When someone loves you, they have the time. But is that really true? The Five Love Languages disputes this notion, claiming that there are five equal ways to love. According to their creator, Gary Chapman, instead of having the time for you, a lover might shower you with compliments instead.
The Five Love Languages are a famous framework for understanding how your partner best gives and receives love. Supposedly, once you understand that your partner loves gifts and s/he learns that you want constant touch, you’ll be happy. An oversimplification but you get the gist.
The five love languages are:
· Physical touch
· Quality time
· Words of Affirmation
· Acts of Service
· Gift giving
My fear is that this framework has become the justification for undesirable behaviour. Recently, I’ve heard friends talk about their partners having different love languages to them. They use this to explain away absence and aloofness instead of just calling it out: A lack of interest.
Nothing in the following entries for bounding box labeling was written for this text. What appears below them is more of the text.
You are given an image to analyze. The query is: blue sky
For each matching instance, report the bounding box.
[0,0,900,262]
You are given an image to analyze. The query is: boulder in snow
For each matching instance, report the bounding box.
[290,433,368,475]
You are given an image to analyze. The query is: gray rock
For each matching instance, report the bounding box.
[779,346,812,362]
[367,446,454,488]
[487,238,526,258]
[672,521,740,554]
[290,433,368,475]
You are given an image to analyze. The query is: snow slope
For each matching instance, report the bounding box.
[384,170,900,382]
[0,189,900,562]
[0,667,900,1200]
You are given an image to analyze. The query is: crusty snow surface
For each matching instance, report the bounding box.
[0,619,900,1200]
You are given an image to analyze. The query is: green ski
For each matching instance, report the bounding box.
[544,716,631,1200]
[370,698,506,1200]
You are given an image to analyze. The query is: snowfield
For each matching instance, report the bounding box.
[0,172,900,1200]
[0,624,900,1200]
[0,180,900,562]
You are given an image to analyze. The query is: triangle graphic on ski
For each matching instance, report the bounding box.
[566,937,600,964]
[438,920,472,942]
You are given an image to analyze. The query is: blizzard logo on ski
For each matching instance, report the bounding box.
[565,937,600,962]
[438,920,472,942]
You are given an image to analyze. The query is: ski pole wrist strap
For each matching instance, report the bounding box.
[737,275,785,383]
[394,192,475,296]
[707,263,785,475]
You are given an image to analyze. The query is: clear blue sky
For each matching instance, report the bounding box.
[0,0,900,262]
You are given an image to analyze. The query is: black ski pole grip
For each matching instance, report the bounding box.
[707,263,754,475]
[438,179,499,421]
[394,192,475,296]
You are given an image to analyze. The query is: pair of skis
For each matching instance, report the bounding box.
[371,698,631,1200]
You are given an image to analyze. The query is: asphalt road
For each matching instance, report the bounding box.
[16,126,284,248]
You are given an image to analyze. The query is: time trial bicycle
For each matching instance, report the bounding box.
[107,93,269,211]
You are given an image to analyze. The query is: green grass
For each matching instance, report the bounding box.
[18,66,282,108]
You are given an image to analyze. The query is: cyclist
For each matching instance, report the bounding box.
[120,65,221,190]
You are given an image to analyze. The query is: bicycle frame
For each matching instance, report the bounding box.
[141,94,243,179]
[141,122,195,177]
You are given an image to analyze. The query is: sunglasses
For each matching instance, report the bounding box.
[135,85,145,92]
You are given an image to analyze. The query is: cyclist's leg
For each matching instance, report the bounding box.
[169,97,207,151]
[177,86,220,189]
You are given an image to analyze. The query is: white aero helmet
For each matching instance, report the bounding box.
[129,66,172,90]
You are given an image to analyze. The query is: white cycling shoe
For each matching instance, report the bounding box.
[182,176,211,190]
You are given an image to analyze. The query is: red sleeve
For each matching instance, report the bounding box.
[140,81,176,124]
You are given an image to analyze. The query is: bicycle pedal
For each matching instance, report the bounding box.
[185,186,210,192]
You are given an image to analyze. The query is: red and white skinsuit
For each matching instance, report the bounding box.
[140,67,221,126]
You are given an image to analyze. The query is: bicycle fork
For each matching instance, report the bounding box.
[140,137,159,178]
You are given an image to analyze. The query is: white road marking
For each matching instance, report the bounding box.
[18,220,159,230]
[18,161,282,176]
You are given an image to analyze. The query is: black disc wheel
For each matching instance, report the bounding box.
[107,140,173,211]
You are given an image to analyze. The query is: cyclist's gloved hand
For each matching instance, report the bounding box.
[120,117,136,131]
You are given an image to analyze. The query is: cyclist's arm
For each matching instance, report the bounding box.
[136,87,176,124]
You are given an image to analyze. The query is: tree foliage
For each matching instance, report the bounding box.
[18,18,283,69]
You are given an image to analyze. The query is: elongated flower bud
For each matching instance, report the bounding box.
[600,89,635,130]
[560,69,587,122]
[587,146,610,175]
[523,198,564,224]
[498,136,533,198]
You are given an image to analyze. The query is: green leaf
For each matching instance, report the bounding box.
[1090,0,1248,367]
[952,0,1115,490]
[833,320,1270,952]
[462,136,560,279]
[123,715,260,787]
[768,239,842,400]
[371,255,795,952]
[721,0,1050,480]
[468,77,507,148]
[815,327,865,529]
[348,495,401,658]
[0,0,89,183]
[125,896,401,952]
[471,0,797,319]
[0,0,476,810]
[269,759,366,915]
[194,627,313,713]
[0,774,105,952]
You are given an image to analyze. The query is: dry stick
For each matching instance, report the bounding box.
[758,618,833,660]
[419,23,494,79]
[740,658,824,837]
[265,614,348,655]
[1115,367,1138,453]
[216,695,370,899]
I believe that the Love Languages have the potential to improve a relationship. But this only works if both people identify their partner’s preferences and accommodate them. More often than not, I think people do not acknowledge and fulfil the other’s needs, by simply holding their hands more or bringing them small gifts. Instead, people start to undermine their own feelings. Deep down, they don’t feel right. But they falsely attribute this to a difference in communication style. That is not a language barrier; that’s a lack of love.
My second issue with Chapman’s theory is that each “language” is given equal weight. When, of course, time is the most precious resource of all. Money can be spent but more can be earned. You can’t win, buy or regain time – it is the essence of our finite existence. When someone does not have time for you, they have time for something else. We all have twenty-four hours in a day; their priorities may simply not align with yours. Or may not be you.
Just in case you doubt me on this, science has my back. This magnetism I’m describing is also seen in prairie voles, according to Robert Liu, an associate professor in the department of biology at Emory University. “As a prairie vole forms a social bond with another individual, they actually prefer to spend more time with that individual,” he said. Yes, I know humans aren’t prairie voles! But they do like to spend large amounts of time with the people they adore.
Rather than view them as five equal forms of communication, I believe that the Languages should be re-designed similar to the food pyramid. Time is like vegetables, the biggest chunk of the pyramid – the foundation upon which all other gestures can be laid. (Goodness knows that the Healthy Eating Pyramid needs updating but I am using it for a simple analogy – let’s save talk of dairy lobbyists for another time.)
Quality time is the biggest indicator of someone’s care and attraction. They want to spend time with you. They like your being. All the other languages are hollow acts without quality time underpinning them.
The Love Languages have taken on gospel status. They are a very interesting way to conceptualise romantic* expression. But they ignore the very basis of love – the desire to spend time together. Designed to better romantic connections, if not looked at critically, the Love Languages can actually form the basis of a very unhealthy relationship. Make like a prairie vole but for goodness sake, do not Google them.
*Love Languages also apply in the workplace. Although unsurprisingly, Physical Touch does not make the list.